A single jab of the Pfizer/BioNTech vaccine can reduce by four-fold the number of asymptomatic coronavirus infections, a new study has indicated.
The new data, from Addenbrooke’s Hospital in Cambridge, suggests the “dramatic reduction” in positive tests among asymptomatic healthcare workers who had received one dose of the vaccine can make “hospitals even safer places to be”.
The study, which is awaiting peer review, analysed results from thousands of Covid-19 tests carried out weekly on hospital staff displaying no coronavirus symptoms.
It was led by a team at Cambridge University Hospitals NHS Foundation Trust (CUH) and the University of Cambridge.
A University of Cambridge statement said: “During a two-week period between January 18 and 31 2021, the team screened similar numbers of vaccinated and unvaccinated staff using around 4,400 PCR tests per week.
“The results were then separated out to identify unvaccinated staff, and staff who had been vaccinated more than 12 days prior to testing (when protection against symptomatic infection is thought to occur).”
Results showed that 26 out of 3,252 (0.80%) tests from unvaccinated healthcare workers were positive.
This compared to 13 out of 3,535 (0.37%) tests from healthcare workers who had their vaccines less than 12 days beforehand and four out of 1,989 (0.20%) tests from staff at 12 days or more post-vaccination, the university said.

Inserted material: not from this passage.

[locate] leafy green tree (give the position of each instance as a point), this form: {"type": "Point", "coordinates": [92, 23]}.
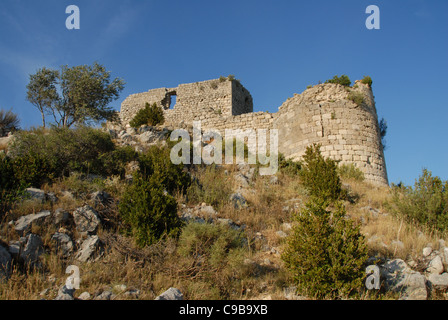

A statement added: “This suggests a four-fold decrease in the risk of asymptomatic Covid-19 infection amongst healthcare workers who have been vaccinated for more than 12 days and 75% protection.
“The level of asymptomatic infection was also halved in those vaccinated for less than 12 days.”
Dr Nick Jones, first author on the study and an infectious diseases expert, said: “Our findings show a dramatic reduction in the rate of positive screening tests among asymptomatic healthcare workers after a single dose of the Pfizer-BioNTech vaccine.
“This is fantastic news for both hospital staff and patients, who can be reassured that the current mass vaccination strategy is protecting against asymptomatic carriage of the virus in addition to symptomatic disease, thereby making hospitals even safer places to be.”
Dr Mike Weekes, an infectious disease specialist at CUH, who led the study, said the findings were “great news”.
He said: “This will be welcome news as we begin to plot a road map out of the lockdown, but we have to remember that the vaccine doesn’t give complete protection for everyone.
“We still need social distancing, masks, hand hygiene and regular testing until the pandemic is under much better control.”
Researchers release the figures ahead of peer review because of “the urgent need to share information relating to the pandemic”, a statement added.